Ticino
Radar nella galleria nel Ceneri, "nessun ostacolo alla via di fuga"
Redazione
14.04.2025 15:20

Foto: © Ti.ch
Il Consiglio di Stato risponde a un'interrogazione del granconsigliere Paolo Caroni (Il Centro), ribadendo che l'uscita di sicurezza è sempre stata "praticabile e libera", nonostante la presenza dell'apparecchio.
"Il
Consiglio di Stato condivide la posizione della Polizia cantonale, confermata
anche da USTRA, secondo cui la funzionalità della via di fuga è garantita anche
in presenza del radar". Così si è espresso l’Esecutivo cantonale rispondendo a un’interrogazione
del deputato centrista Paolo Caroni che chiedeva delucidazioni sul
posizionamento di un apparecchio all’interno della galleria del Ceneri, sull’autostrada
A2. “Si ribadisce che il radar non costituisce in alcun modo un ostacolo alla
via di fuga", essendo la stessa "praticabile e libera”, scrive ancora il Governo.

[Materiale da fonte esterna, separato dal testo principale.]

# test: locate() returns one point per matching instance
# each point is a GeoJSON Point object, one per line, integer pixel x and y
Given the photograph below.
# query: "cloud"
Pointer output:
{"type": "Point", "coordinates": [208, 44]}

I criteri presi in considerazione
Per
stabilire la posizione del radar, viene precisato, “sono stati utilizzati in
particolare i seguenti criteri: sicurezza stradale in generale; sicurezza
per gli addetti ai lavori (posa e rimozione); prevenzione, nella modalità a lungo termine”. Sono
stati altresì effettuati dei sopralluoghi e delle verifiche sul posto. L’Esecutivo
segnala inoltre che ogni posizionamento dispone di una documentazione
fotografica preparata prima dell’inizio del controllo.
Perché questi controlli
Il
Consiglio di Stato ricorda anche che nel caso in questione si circola
all’interno di una galleria autostradale dove vige un limite di velocità di 100
km/h. Se tale limite non è rispettato “subentrano fattori che potrebbero
precludere e influire sulla sicurezza stradale, determinati anche dalla
configurazione della struttura”. Si tratta infatti di una galleria con due
corsie di scorrimento senza quella di emergenza, “mentre la parte finale del
manufatto piega, con una curva a largo raggio, verso destra”. Alcune centinaia di metri più avanti, al
termine del tunnel, “si impatta con un repentino cambio di luce determinato da
più fattori”. Il controllo “è stato posizionato proprio prima della curva
citata, considerati i fattori di maggior rischio in caso di inosservanza dei
limiti da parte di alcuni utenti e, nel tempo, per prevenire tali comportamenti”.